2 juillet — Si tu savais mon cher journal à quel point je suis heureuse ce soir ! Je suis en vacances ! Enfin, je vais pouvoir profiter de mon chez-moi. J'habite dans cette maison depuis mon enfance et son odeur rassurante m'enivre toujours autant. Quelle chance d'avoir la fenêtre de sa chambre qui donne sur le jardin où le saule-pleureur côtoie les allées fleuries et plus loin encore ces champs de blé qui éclairent l'horizon de nuances dorées.
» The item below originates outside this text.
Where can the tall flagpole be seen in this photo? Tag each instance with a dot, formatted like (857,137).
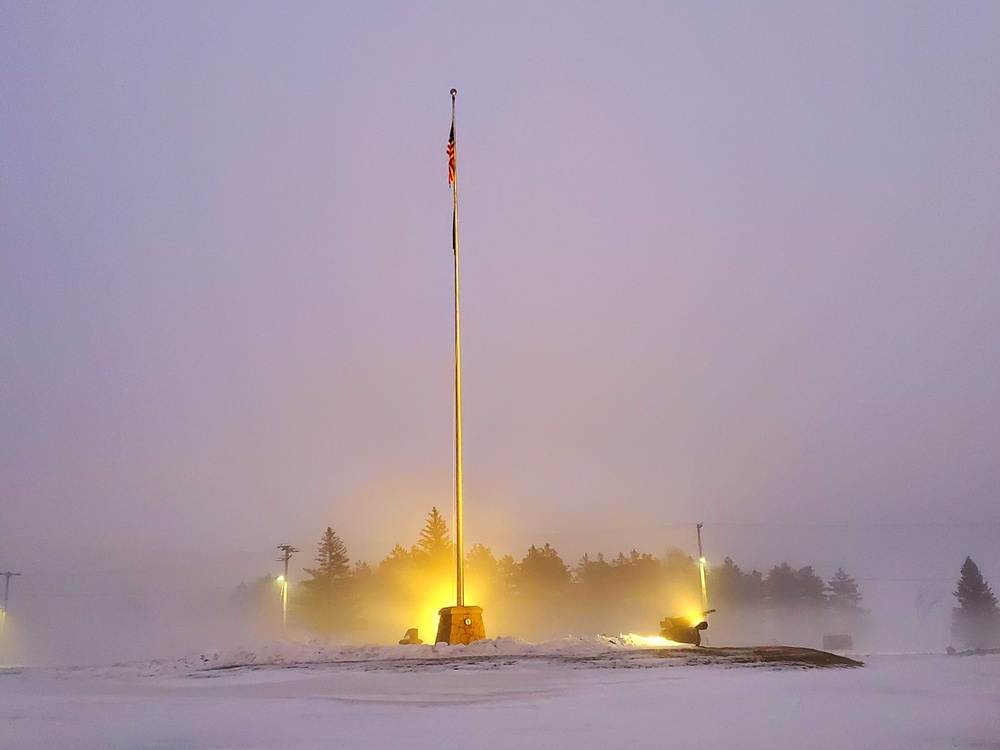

Un peu à gauche, on peut y voir la route, chargée de promesses, qui donne sur le village et le clocher de l'église qui trône fièrement sur la colline. Et voici qu'un corbeau craille de tout son souffle s'envolant vers un ailleurs incertain… Comme cela me donne des envies de liberté !

Ah ! Je pense encore à mes camarades cet après-midi qui m'étreignaient. On se promet de s'écrire, de ne pas s'oublier… Et le Directeur qui nous voyait si tristes et si excités à la fois s'esclaffait de ses semblants adieux. Je ne sais pourquoi, son rire me hante encore…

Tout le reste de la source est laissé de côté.